BGH II ZB 11/21
Erfordernis eines berechtigten Interesses für weitere Abwicklungsmaßnahmen einer vermögenslosen GmbH

31.10.2022

Notizen zur Rechtsprechung

Gericht:
Datum:
Aktenzeichen:
Fundstelle:

BGH
17.05.2022
II ZB 11/21
ZIP 2022, 1594

Leitsatz | BGH II ZB 11/21

Sonstige im Interesse eines Dritten liegende Abwicklungsmaßnahmen ohne Vermögensbezug können bei einer vermögenslosen Gesellschaft der Beendigung der Liquidation nur dann entgegenstehen, wenn dieses Interesse berechtigt ist.

Sachverhalt | BGH II ZB 11/21

Im Verfahren geht es um die Eintragung der Löschung einer GmbH (Antragstellerin), deren Auflösung bereits 2016 im März ins Handelsregister eingetragen worden war und kurz darauf im Bundesanzeiger bekannt gemacht worden war. Im Juni 2020 meldet die Liquidatorin den Schluss der Liquidation in das Handelsregister an Das Finanzamt verweigerte jedoch die Zustimmung zur Löschung, da ein Einspruchsverfahren der Liquidatorin anhängig ist, gegen einen Bescheid über die gesonderte und einheitliche Feststellung des Werts ihres Anteils an der Antragstellerin. Im Fall der Löschung der Antragstellerin könnten die Entscheidungen über die entsprechenden Einsprüche dann nicht zugestellt werden Die Antragstellerin verfolgt ihren Löschungsantrag weiter.

Entscheidung | BGH II ZB 11/21

Der BGH entschied im Sinne der Antragstellerin, das Registergericht wird angewiesen neu zu entscheiden. Einer Löschung nach § 74 I 2 GmbHG stehe eine Beteiligung der Antragstellerin in dem o.g. Steuerverfahren nicht entgegen, so der BGH. Für die Löschung sei entscheidend, dass kein verteilbares Vermögen mehr vorhanden sei. Dies ist dann der Fall, wenn die Antragstellerin über keine Vermögenswerte mehr verfügt, die für eine Gläubigerbefriedigung oder Gesellschafterverteilung in Betracht kommen.
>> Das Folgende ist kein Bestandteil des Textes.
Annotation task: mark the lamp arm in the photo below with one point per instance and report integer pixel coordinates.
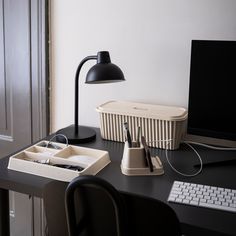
(76, 123)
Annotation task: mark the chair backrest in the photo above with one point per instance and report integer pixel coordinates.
(94, 207)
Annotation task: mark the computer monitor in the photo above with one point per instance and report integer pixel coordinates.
(212, 93)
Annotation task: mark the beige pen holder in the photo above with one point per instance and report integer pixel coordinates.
(134, 162)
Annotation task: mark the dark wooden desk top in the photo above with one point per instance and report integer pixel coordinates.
(153, 186)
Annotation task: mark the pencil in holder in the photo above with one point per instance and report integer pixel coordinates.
(134, 162)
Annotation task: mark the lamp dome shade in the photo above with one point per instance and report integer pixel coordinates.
(104, 71)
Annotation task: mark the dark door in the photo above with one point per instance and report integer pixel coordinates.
(23, 67)
(23, 95)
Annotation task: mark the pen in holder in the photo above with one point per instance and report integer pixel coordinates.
(134, 162)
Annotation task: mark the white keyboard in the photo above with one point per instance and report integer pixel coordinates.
(203, 196)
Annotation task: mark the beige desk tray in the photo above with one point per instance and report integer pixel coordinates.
(28, 160)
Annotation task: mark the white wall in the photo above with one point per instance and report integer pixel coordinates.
(150, 40)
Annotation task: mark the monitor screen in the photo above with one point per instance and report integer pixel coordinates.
(212, 91)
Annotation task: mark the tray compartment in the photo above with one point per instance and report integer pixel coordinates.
(28, 161)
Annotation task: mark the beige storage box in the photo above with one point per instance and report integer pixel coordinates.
(162, 126)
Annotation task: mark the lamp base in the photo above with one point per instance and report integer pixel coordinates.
(84, 135)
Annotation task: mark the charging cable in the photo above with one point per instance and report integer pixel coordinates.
(172, 167)
(55, 146)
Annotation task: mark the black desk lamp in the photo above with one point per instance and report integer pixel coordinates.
(102, 72)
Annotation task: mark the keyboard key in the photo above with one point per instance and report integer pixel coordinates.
(203, 196)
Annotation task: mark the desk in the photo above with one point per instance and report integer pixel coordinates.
(194, 220)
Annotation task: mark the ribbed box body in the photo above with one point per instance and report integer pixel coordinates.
(162, 126)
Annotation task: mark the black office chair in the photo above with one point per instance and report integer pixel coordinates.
(94, 207)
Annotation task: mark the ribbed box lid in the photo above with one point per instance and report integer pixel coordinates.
(143, 110)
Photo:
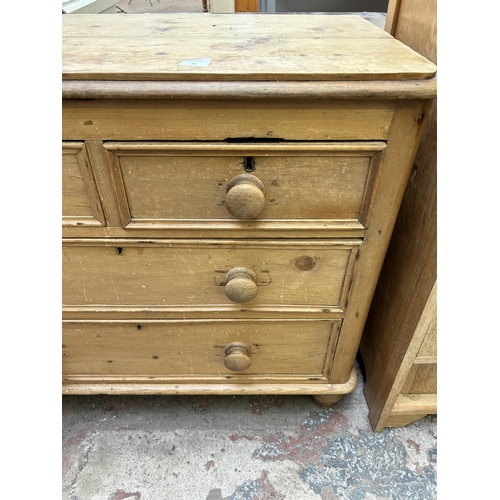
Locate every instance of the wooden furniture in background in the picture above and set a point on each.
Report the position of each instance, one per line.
(399, 348)
(246, 5)
(230, 185)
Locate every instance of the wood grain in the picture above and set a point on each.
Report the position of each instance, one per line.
(81, 205)
(258, 91)
(151, 120)
(240, 47)
(172, 272)
(399, 343)
(157, 183)
(155, 349)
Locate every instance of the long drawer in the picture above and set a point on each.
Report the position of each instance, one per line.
(161, 185)
(223, 350)
(200, 273)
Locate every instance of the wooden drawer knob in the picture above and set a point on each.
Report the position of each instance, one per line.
(241, 284)
(245, 196)
(237, 357)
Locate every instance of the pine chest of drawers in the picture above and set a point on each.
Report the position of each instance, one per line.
(230, 185)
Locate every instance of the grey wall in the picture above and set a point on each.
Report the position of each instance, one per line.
(331, 5)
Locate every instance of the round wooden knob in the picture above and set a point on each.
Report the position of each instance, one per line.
(241, 284)
(237, 357)
(245, 196)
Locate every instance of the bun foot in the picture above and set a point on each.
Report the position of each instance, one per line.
(326, 401)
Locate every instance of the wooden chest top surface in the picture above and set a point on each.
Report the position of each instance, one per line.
(239, 47)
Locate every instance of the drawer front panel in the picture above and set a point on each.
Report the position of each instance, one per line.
(183, 273)
(80, 201)
(158, 184)
(163, 349)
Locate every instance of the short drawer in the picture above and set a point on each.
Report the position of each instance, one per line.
(217, 350)
(81, 205)
(207, 273)
(166, 185)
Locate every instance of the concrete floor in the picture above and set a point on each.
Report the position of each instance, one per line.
(241, 447)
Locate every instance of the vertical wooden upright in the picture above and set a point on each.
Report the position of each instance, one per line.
(399, 348)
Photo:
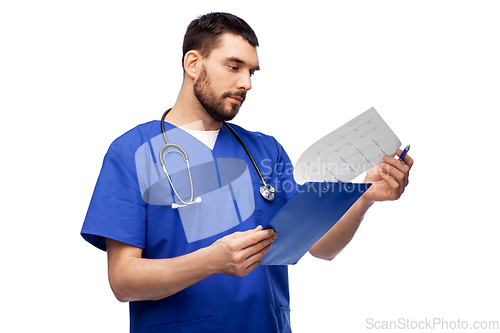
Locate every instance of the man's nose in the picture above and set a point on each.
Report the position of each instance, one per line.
(245, 81)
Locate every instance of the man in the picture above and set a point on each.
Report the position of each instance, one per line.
(196, 268)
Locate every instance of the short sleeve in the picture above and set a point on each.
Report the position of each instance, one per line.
(284, 168)
(116, 210)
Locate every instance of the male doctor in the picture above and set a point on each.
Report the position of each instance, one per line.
(177, 280)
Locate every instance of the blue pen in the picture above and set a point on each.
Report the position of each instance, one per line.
(403, 154)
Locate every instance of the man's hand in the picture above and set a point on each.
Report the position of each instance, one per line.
(389, 179)
(240, 253)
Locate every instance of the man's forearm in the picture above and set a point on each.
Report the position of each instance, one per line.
(134, 278)
(332, 243)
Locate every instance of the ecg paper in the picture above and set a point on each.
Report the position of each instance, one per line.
(348, 151)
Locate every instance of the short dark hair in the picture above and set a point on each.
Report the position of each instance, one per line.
(203, 34)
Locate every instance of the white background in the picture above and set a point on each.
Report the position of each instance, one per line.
(77, 74)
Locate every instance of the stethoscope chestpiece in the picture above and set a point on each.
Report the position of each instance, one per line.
(267, 191)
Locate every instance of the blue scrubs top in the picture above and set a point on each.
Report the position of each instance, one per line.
(132, 204)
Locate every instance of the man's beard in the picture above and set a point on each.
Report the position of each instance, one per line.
(212, 104)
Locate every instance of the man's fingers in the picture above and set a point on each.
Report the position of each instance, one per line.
(407, 160)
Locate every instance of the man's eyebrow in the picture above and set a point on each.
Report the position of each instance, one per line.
(240, 61)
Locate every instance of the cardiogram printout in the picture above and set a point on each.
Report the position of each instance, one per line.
(348, 151)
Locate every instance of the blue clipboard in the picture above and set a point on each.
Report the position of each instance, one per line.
(307, 216)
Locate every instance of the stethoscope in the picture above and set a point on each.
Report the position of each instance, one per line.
(266, 190)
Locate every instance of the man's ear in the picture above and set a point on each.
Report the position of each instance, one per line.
(192, 61)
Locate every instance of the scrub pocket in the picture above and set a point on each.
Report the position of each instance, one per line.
(205, 325)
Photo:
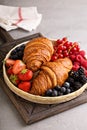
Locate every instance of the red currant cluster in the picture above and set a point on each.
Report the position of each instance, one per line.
(64, 48)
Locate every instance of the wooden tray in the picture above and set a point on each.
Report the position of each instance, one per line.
(32, 112)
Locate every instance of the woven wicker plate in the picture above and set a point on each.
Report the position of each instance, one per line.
(39, 99)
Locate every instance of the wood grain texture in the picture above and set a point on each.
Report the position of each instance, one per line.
(32, 112)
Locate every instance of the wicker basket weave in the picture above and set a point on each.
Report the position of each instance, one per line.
(39, 99)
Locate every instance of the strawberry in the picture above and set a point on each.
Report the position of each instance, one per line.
(9, 70)
(82, 53)
(9, 62)
(25, 75)
(18, 66)
(14, 79)
(25, 86)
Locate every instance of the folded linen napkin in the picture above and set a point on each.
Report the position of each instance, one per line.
(26, 18)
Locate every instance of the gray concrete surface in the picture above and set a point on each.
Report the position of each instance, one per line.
(60, 18)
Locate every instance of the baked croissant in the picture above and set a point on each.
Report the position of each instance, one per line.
(37, 52)
(51, 74)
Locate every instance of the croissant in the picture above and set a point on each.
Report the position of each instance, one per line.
(37, 52)
(51, 74)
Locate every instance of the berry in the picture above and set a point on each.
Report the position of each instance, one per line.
(71, 81)
(54, 57)
(63, 90)
(66, 84)
(58, 88)
(83, 79)
(68, 90)
(25, 75)
(77, 85)
(25, 86)
(48, 92)
(54, 93)
(72, 57)
(9, 70)
(82, 53)
(81, 71)
(18, 66)
(14, 79)
(9, 62)
(17, 53)
(75, 67)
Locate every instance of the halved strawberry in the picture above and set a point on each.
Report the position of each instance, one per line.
(18, 66)
(9, 70)
(9, 62)
(25, 86)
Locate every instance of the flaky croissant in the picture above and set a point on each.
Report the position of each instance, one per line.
(51, 74)
(37, 52)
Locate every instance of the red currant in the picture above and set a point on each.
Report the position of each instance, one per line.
(60, 56)
(65, 53)
(54, 57)
(64, 38)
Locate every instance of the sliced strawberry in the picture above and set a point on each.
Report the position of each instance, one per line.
(14, 79)
(82, 53)
(25, 75)
(9, 70)
(18, 66)
(75, 67)
(9, 62)
(25, 86)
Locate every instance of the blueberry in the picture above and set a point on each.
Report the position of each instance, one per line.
(66, 84)
(54, 93)
(60, 93)
(77, 85)
(58, 88)
(14, 57)
(13, 52)
(49, 92)
(63, 89)
(68, 91)
(70, 80)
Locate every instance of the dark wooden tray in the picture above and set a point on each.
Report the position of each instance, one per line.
(31, 112)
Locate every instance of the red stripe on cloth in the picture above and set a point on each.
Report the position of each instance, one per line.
(20, 16)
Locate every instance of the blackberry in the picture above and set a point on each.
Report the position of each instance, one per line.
(54, 93)
(68, 90)
(17, 53)
(75, 75)
(48, 92)
(77, 85)
(58, 88)
(71, 81)
(66, 84)
(63, 90)
(81, 71)
(83, 79)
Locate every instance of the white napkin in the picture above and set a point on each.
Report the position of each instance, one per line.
(26, 18)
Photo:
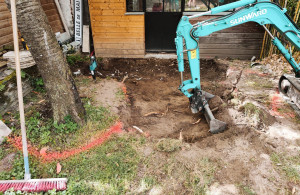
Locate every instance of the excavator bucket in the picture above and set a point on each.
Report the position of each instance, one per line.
(217, 126)
(199, 102)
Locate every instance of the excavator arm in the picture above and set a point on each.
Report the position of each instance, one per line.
(187, 40)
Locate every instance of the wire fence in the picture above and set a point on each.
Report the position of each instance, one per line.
(293, 10)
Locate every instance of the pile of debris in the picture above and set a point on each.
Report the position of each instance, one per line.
(26, 59)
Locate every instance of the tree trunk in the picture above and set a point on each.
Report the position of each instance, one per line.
(60, 86)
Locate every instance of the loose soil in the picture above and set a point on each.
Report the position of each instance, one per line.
(243, 153)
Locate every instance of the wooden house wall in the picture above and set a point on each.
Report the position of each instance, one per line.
(6, 37)
(114, 33)
(51, 11)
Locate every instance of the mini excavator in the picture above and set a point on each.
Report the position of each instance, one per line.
(262, 12)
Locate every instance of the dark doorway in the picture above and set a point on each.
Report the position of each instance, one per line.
(161, 20)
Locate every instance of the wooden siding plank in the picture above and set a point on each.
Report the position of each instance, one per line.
(233, 56)
(121, 51)
(98, 30)
(108, 12)
(228, 51)
(120, 34)
(91, 2)
(116, 34)
(117, 18)
(5, 31)
(6, 39)
(120, 56)
(140, 46)
(5, 15)
(5, 23)
(118, 40)
(113, 5)
(101, 24)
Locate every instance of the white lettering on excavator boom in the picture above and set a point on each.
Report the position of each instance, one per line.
(248, 17)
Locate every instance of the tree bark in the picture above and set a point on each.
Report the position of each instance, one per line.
(57, 76)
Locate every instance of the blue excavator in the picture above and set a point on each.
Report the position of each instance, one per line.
(262, 12)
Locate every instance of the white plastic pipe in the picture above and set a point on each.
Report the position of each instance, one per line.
(62, 17)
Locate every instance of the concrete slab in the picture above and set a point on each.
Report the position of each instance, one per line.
(4, 131)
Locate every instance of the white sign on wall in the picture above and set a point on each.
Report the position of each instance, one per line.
(78, 21)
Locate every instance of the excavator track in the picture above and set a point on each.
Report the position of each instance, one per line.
(289, 85)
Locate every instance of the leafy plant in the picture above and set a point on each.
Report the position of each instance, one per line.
(37, 84)
(2, 87)
(73, 59)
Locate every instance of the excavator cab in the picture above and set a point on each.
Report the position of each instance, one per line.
(262, 12)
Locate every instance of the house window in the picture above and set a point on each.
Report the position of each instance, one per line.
(134, 5)
(204, 5)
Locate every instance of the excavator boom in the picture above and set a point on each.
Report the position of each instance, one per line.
(187, 40)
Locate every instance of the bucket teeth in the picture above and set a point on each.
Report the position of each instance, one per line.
(217, 126)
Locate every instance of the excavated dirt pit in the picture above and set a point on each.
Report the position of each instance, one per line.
(157, 106)
(259, 126)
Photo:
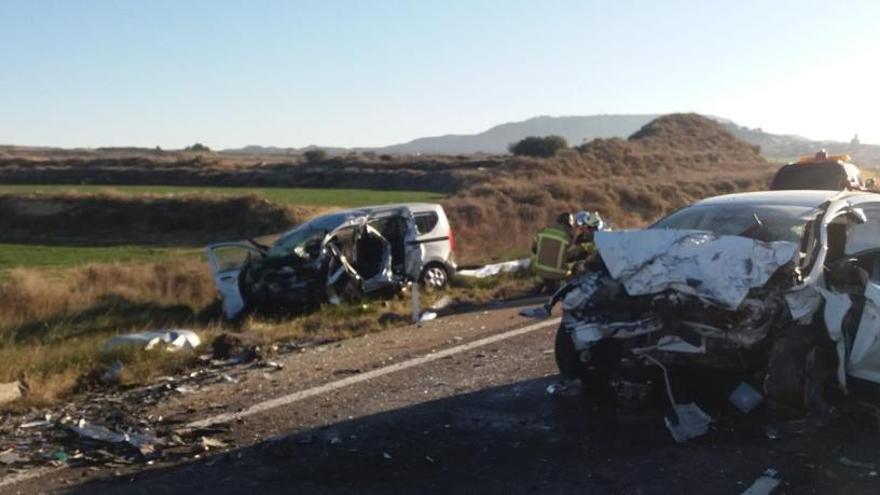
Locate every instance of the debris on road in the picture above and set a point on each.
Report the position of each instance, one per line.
(10, 391)
(171, 340)
(497, 268)
(745, 398)
(765, 484)
(538, 312)
(242, 348)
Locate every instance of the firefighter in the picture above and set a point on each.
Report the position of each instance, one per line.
(583, 250)
(550, 251)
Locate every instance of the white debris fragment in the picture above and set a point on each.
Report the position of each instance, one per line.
(171, 339)
(720, 269)
(10, 391)
(745, 398)
(539, 312)
(428, 316)
(497, 269)
(689, 422)
(765, 484)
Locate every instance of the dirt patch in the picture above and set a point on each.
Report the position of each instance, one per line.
(105, 219)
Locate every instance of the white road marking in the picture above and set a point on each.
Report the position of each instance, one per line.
(369, 375)
(321, 389)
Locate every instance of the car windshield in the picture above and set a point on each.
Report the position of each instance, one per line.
(311, 230)
(825, 176)
(780, 222)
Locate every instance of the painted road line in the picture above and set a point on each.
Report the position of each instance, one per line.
(369, 375)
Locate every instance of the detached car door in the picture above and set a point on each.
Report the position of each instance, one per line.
(226, 260)
(863, 244)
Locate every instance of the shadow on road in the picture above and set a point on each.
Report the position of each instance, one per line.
(513, 439)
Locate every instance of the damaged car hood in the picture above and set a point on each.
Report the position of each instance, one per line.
(718, 269)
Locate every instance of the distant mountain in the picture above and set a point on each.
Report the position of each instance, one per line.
(579, 129)
(575, 130)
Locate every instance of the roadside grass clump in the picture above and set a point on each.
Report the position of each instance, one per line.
(55, 324)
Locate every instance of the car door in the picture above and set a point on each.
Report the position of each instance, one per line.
(226, 260)
(863, 243)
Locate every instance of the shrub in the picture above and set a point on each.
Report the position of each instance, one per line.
(197, 147)
(546, 146)
(316, 155)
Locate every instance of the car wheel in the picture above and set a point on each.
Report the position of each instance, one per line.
(567, 359)
(435, 276)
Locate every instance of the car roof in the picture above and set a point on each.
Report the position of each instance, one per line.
(806, 198)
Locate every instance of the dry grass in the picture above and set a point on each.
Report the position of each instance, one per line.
(56, 323)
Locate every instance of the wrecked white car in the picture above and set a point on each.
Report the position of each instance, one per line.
(780, 287)
(340, 256)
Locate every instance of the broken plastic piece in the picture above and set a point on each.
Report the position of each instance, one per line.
(173, 339)
(10, 391)
(745, 398)
(536, 312)
(428, 316)
(497, 269)
(765, 484)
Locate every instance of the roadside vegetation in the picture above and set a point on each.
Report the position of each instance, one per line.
(55, 323)
(281, 195)
(82, 263)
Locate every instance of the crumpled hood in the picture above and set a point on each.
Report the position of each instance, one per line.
(720, 269)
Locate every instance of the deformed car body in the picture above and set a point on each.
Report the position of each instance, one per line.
(342, 255)
(768, 284)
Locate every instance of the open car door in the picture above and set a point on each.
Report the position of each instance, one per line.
(226, 260)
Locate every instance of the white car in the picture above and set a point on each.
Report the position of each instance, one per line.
(341, 255)
(780, 287)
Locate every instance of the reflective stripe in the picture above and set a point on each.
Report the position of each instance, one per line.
(552, 246)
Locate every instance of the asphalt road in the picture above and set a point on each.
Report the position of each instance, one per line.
(480, 421)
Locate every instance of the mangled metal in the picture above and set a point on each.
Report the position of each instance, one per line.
(747, 294)
(331, 259)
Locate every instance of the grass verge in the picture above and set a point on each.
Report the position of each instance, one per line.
(55, 323)
(280, 195)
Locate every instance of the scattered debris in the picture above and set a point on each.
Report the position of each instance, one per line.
(113, 374)
(209, 443)
(568, 388)
(497, 269)
(442, 303)
(171, 340)
(745, 398)
(10, 391)
(243, 348)
(765, 484)
(688, 421)
(846, 461)
(539, 312)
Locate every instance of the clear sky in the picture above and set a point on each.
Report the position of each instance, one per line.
(370, 73)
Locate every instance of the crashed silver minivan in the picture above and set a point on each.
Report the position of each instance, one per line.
(780, 286)
(339, 256)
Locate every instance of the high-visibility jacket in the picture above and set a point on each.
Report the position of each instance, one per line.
(551, 253)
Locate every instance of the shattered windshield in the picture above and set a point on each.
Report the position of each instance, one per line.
(775, 222)
(315, 229)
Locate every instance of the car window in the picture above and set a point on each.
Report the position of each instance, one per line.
(864, 237)
(230, 257)
(821, 176)
(425, 222)
(781, 222)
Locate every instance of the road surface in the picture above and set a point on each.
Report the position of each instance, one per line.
(460, 405)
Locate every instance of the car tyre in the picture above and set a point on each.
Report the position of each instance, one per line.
(435, 276)
(567, 359)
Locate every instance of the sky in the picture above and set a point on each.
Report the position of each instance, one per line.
(90, 73)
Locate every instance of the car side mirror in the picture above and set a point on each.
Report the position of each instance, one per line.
(857, 215)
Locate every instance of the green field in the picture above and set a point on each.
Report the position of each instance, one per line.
(42, 256)
(282, 195)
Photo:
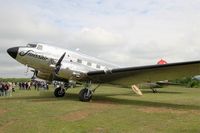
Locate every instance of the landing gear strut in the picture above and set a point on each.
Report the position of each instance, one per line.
(59, 92)
(85, 95)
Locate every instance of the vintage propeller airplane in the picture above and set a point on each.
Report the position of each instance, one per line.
(52, 63)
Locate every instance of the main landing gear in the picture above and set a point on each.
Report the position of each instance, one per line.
(85, 95)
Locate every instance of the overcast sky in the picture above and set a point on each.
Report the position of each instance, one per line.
(127, 33)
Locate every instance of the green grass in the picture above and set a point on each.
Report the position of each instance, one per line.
(113, 109)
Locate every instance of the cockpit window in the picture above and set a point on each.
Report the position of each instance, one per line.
(39, 47)
(31, 45)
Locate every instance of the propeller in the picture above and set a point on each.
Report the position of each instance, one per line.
(58, 64)
(35, 72)
(57, 67)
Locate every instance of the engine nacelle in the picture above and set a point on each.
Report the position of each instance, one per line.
(42, 75)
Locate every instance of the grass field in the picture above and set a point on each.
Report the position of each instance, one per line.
(112, 110)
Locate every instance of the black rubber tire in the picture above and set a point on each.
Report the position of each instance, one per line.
(83, 97)
(58, 92)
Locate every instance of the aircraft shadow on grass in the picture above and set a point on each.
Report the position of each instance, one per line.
(106, 99)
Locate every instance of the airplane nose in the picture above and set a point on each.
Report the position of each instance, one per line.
(13, 52)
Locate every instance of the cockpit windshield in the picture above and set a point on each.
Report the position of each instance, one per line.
(30, 45)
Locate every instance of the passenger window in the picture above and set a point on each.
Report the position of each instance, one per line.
(98, 66)
(79, 60)
(39, 47)
(89, 64)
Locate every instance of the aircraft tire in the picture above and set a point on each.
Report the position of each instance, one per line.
(58, 92)
(83, 95)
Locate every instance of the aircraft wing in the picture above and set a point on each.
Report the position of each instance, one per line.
(134, 75)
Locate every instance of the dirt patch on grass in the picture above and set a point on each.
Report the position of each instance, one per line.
(90, 110)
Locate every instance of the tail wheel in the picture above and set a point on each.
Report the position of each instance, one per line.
(59, 92)
(85, 95)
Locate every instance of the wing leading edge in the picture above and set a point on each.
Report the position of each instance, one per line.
(133, 75)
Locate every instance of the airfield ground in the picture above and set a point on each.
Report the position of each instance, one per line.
(118, 110)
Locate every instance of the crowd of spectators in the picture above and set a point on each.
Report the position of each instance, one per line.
(7, 88)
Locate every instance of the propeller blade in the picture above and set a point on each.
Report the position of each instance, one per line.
(58, 64)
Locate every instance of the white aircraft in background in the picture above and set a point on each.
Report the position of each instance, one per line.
(52, 63)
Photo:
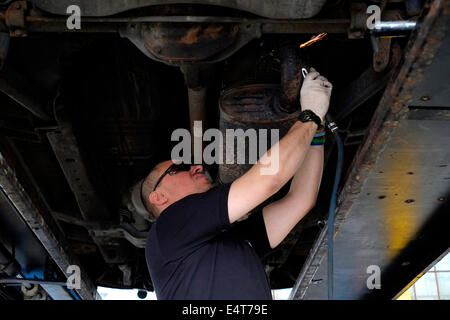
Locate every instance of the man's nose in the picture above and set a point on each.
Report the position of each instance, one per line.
(196, 168)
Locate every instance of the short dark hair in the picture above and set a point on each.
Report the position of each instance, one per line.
(147, 187)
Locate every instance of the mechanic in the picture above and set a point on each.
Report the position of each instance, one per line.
(197, 248)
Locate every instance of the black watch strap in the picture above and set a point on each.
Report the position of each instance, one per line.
(308, 115)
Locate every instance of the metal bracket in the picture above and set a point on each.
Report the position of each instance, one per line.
(15, 18)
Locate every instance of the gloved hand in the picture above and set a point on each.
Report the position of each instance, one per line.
(315, 93)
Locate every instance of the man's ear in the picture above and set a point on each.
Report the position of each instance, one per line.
(157, 198)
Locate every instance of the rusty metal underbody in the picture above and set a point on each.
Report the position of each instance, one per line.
(393, 207)
(100, 133)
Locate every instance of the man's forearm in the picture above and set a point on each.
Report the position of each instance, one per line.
(292, 150)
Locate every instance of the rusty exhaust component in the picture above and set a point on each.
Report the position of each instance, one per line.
(197, 112)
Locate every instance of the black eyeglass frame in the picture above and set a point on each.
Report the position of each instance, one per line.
(179, 167)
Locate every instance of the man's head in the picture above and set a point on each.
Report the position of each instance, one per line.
(174, 185)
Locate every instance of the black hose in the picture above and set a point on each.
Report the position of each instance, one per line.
(333, 128)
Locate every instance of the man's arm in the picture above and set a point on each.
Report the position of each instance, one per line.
(253, 188)
(282, 215)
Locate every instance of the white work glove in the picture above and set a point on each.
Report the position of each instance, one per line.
(315, 93)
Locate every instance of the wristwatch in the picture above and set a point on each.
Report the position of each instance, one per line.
(308, 115)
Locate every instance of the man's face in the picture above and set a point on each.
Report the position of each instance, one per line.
(183, 183)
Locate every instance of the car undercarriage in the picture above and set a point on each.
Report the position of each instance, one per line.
(87, 112)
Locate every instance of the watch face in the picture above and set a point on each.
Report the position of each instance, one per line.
(305, 116)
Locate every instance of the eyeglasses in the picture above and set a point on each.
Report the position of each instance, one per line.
(173, 169)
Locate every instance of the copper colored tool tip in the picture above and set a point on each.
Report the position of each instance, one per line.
(316, 38)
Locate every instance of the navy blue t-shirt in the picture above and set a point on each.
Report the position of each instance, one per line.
(193, 252)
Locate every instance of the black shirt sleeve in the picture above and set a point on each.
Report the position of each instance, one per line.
(253, 230)
(190, 222)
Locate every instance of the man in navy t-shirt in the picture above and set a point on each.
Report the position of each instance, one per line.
(197, 248)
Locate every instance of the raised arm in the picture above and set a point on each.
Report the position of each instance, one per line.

Die Beteiligung am Steuerverfahren stehe der Löschung nicht entgegen, das Verfahren habe keine Auswirkungen auf die Liquidation – die Antragstellerin sei in diesem Verfahren weder Steuerschuldnerin, noch könne sie aus anderen Gründen für etwaige Steuererstattungen oder -nachforderungen haftbar gemacht werden. Es wird lediglich nach § 151 BewG der Anteilswert festgestellt – die rein passive Beteiligung der Antragstellerin am Steuerverfahren stelle keinen Hinderungsgrund für die Löschung dar . Dass das Finanzamt ein Interesse an der Zustellung der Bescheide habe, genüge weiterhin nicht als berechtigtes Interesse an einem Fortbestehen der Gesellschaft. Nach der Löschung bliebe die Antragstellerin weiterhin beteiligtenfähig im Steuerverfahren und die Bekanntgabe des Feststellungsbescheids and die Antragstellerin sei weiterhin auch keine Voraussetzung für die Wirksamkeit und Rechtmäßigkeit ggü. der Liquidatorin. Diese habe kein Recht darauf, dass der Bescheid der Antragstellerin bekannt gemacht werde.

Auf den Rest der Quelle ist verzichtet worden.